I’ve been involved with an anthology that comes out twice a year and sometimes have used revamped old stories, and occasionally brand new ones. The latter is always difficult to come up with a totally new idea.
I should plan ahead but always seem to get involved in other things then realise I’ve left it to the last again.
One day I wondered where I could source an idea from and remembered where several of my stories had come from in the past – dreams.
The best time to think of a storyline is bedtime. It’s the only time I do doing nothing, I can relax and give,y imagination free rein. The only danger is I don’t get far because I fall asleep. So sometimes it can take awhile!
Not coming up with much, I began to concentrate on my dreams. Mostly they don’t make sense, so it helps to write it down as remembered and then look at it to see if any sense can be made.
I stood by the gate and watched the three men working on the old car in the driveway. The younger of the trio lay on his back under the engine. His older brother, the one I was trying to attract the attention of, was handing him a wrench. Their Dad stood beside them, watching and giving advice.
This was urgent. I needed to speak to the older brother. I had to explain my actions to him he was angry with me.

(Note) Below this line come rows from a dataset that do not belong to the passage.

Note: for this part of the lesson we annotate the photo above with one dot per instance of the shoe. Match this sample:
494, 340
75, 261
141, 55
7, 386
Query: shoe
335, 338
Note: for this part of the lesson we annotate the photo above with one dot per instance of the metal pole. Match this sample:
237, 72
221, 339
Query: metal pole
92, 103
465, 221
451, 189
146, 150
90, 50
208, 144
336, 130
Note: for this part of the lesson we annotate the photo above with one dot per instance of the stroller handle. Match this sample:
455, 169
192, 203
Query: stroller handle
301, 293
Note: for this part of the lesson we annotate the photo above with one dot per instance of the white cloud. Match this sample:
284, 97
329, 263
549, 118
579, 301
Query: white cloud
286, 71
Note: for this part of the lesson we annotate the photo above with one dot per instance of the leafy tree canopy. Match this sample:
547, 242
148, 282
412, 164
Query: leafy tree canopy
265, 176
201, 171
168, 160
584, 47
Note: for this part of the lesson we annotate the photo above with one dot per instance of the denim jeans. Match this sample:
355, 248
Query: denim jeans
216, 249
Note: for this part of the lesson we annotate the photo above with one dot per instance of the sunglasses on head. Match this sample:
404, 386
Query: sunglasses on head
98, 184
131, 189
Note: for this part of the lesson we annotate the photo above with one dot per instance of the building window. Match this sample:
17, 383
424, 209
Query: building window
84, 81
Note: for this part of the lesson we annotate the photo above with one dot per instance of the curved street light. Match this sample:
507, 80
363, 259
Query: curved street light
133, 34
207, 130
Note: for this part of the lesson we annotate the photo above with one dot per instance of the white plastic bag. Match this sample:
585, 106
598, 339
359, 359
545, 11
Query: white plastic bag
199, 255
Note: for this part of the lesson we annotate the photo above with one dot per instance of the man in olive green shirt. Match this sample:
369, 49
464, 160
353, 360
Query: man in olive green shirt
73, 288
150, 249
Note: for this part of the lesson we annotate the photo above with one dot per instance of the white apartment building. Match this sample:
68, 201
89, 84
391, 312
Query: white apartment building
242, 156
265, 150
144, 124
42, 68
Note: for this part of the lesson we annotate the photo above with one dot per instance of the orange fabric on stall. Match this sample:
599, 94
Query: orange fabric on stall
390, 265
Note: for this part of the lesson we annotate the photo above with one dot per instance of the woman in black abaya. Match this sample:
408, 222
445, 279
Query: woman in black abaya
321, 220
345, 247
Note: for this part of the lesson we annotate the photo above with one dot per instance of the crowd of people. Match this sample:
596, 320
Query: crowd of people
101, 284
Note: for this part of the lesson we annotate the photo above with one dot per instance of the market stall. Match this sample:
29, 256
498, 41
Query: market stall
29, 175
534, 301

“Can I have a word?” He gave me an annoyed look and I was well aware it was a bad time. He sighed and got to his feet as the rest of the family looked on.
Moving out of sight, I waited. He gave me a pained look. “What?”
“I just wanted to say sorry.”
He was a good looking lad and today even more so. Wearing dirty jeans and a white oil-stained teeshirt, he was the stereotypical image of a bad boy. And he could be bad! The teeshirt was stretched across his torso emphasising his pecs and biceps. I could only sigh in appreciation. He gave me a sulky expression.
“You are in it,” I said, referring to the book I had written. “Just not the main character.” I was having an internal fight with myself about being truthful. He probably deserved that.
“You know I’ll never read it,” he told me.
I nodded. “The main character, he’s called Steve. I just… just…” This wasn’t about being in my book, this was about something else. I knew the real reason he was mad at me, and it wasn’t about being the male lead, even though we pretended it was. I was always the heroine in my stories, only more beautiful, more confident and sassy than I really was.
No, this was about real life and real relationships. His name wouldn’t conjure up anything to the reader about who he really was or convey the vision of beauty standing in front of me.
The reader, like me, would imagine an old man in a flat cap sitting in a pub with a pint of bitter and a cigarette dangling from his mouth. It wouldn’t have worked. In all the films and all the books, I’ve read, the handsome male lead would look exactly like him. I took a deep breath,
“Having Reg has the main character’s name wouldn’t work as well as having Steve.”
There, I’d said it. I didn’t want to hurt him. Reg was beautiful to look at, but his name? What were his parents thinking of? Reg is that old bloke in the pub nursing his pint of bitter. I’m not sure he’d understand.
Reg shrugged as if he didn’t care because as he said, he wouldn’t read it. He stared at me for a long moment before going back to work.
That was the dream, I will let you know if I come up with something from. In the meantime, tell me your dreams and I’ll put it in my idea book.